The phrase "leap of faith" seems to have been coined by philosopher Soren Kierkegaard in reference to the idea of believing in God Himself. Today, in a somewhat related sense, people use it to mean being obedient to what they think God is asking them to do even if doesn't look like it's going to work, like jumping off of something and not knowing how you're going to land but trusting God to catch you and put you down safely.
And again, I have to ask, is that idea Biblical?
Having faith is, certainly, but as Christians, we are called to have a grounded faith, a thinking faith, a cautious faith if you will, like Noah did.
After Noah's ark grounded itself on a mountain, taking a leap of faith might have seen him jumping out of the ark and swimming for... where? Well, it wouldn't matter. God would help him get somewhere!

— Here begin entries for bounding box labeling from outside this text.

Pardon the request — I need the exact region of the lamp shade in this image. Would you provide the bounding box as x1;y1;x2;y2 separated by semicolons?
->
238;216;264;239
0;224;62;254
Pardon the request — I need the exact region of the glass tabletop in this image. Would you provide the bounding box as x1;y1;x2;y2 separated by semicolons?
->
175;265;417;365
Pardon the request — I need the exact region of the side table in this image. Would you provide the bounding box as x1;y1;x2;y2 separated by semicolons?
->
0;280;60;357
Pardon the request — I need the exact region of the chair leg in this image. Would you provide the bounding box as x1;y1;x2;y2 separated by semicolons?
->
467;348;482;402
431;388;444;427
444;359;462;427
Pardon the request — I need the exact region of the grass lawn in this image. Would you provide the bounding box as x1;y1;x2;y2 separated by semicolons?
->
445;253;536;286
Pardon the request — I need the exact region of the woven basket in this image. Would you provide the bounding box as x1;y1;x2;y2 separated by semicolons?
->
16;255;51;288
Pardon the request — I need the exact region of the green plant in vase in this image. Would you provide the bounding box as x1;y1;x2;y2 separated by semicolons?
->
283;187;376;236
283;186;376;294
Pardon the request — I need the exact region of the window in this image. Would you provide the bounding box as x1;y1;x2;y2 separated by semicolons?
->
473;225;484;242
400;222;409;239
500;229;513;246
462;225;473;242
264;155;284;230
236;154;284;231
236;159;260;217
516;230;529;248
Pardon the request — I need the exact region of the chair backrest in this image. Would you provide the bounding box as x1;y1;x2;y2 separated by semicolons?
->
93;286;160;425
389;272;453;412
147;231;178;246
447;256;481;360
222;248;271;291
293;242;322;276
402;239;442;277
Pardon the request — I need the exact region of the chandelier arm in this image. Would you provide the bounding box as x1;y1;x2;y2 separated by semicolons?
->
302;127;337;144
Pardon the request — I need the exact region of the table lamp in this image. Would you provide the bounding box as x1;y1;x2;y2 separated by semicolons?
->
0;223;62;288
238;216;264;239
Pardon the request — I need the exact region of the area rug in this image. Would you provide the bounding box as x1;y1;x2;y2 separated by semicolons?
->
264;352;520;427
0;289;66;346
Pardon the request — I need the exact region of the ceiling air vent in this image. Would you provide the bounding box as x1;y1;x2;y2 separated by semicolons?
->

But instead of leaping out of the nearest window, Noah waited 40 more days and then, simply opened a window and let a bird fly out to test the landscape. The results weren't what he wanted, so he waited a while longer and then, sent out another bird. Then, waited, and sent it out again. This time, Noah started to receive some positive signs. The bird brought back an olive leaf. He could tell that things were starting to grow on the earth again. So then, he leaped out the window!
No, he waited a little longer and then, sent the bird out again.
Noah was patient. He made tests. He sent out feelers to see how things would go. He didn't let excitement or impatience or even what God was calling him to do (eventually leave the ark and repopulate the earth) hurry him into leaping before the time was right to act.
Have you ever rushed into something with good intentions, but then, realized that you probably should have waited? What in your life is making you impatient now?
If we are to follow Noah's example of exercising awaiting, cautious faith, "look before you leap" seems to be more Christian than taking a "leap of faith." Ask God to give you patience as you test and probe and plan out what He wants you to do. Take a leap of wait and trust God to make it all clear in time.